# Trumark WS-1 Mod



## Blue Raja (Feb 10, 2016)

I wanted to duplicate the slingshot that was in the vintage slingshot photos.

Trumark WS-1 rubber tubing pushed all the way down on the forks to serve as a grip surface for the band set. Replaced the Vinyl grip with a wood shim and braided mason's twine. The mason's twine looked good, so I kept braiding onto the wrist brace. I cut some Gypsy (Romani) tabs from leather and make a matching leather pouch. Brained #64 rubberbands, 2-2-2-1-1-1 complete the target set-up.

Have fun and remember to wear your goggles.


----------



## ol'school42 (Feb 13, 2016)

very nice, great idea! Thanks for the post.


----------



## Chuck Daehler (Mar 17, 2015)

Some laugh at braided bands but our moderator mr. Charles did some pretty keen shots with them. Nathan Masters of Simple Shot has a video of how to make them too...for those new shooters who may be interested.


----------



## Blue Raja (Feb 10, 2016)

Here is Nathan's video of chained red clay #32:






And Moderator Charles' video of braided office rubber bands - complete with an up-tempo soundtrack:






http://slingshotforum.com/topic/15159-office-bands-and-rubber-bands/?hl=%2Bbraided+%2Brubber+%2Bband#entry171117

My 2 cents:

Put the rubber bands in a plastic grocery bag, dust with talc (a little goes a long way) hold the bag closed and shake. The talc reduces friction and adds to band life. I also re-dust the finished band set.

And......

Remember to have fun and wear your goggles.


----------



## ol'school42 (Feb 13, 2016)

O.K., I used 64s and did a 1-1-1-2-2-2-2 with some gypsy tabs fashioned from heavy duty shipping rubber bands on a PFS. Tried a few shots using chick peas in my indoor range (rained out today). Maybe this band set is too powerful for chick peas, because they're going every which way... Is this a big DUH... or what?


----------



## Blue Raja (Feb 10, 2016)

ol'school42 -

I am new to this so, just guessing. Those shipping rubber bands may be acting like part of your band set. Try using leather strips or paracord. You want something that does not stretch.

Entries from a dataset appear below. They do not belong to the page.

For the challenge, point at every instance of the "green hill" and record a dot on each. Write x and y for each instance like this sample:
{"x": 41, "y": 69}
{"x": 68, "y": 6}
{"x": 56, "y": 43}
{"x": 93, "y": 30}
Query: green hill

Also - that band set is too powerful for chickpeas. A chickpea weighs 11 grains. I am shooting 48-grain flechettes in my indoor range (we have been snowed in for the last 2 days) with chained 64's, 2-2-2-1-1-1. The flechettes have 5 tail pieces of jute twine, about 1 inch long, creating a lot more air resistance than a chickpea.

For chickpeas, I would try 5 chained 64's (1-1-1-1-1).

What is your draw length?

Have fun and remember to wear your goggles.


----------



## ol'school42 (Feb 13, 2016)

Thanks for responding so quickly. Draw length 33". I've got a Simple-Shot Ocularis slimline w/ the bands that came with it. 5/8" X .30 used a 6.5 length and for the heck of it shot a chickpea and it shot straight as a string. I think you're correct because the 64 set up seems more powerful. Thanks I'll do the 1 X5 and try her again, and lose the shipping band. Let's see... there's a pair of old hard toes boots I haven't used in a year...


----------



## Blue Raja (Feb 10, 2016)

You are welcome - I enjoy experimenting. I am working on a band set for jelly beans - hoping to get my wife to shoot with me.


----------



## theguywitheyebrows (Jan 12, 2022)

the elusive ws-1....very nice..


----------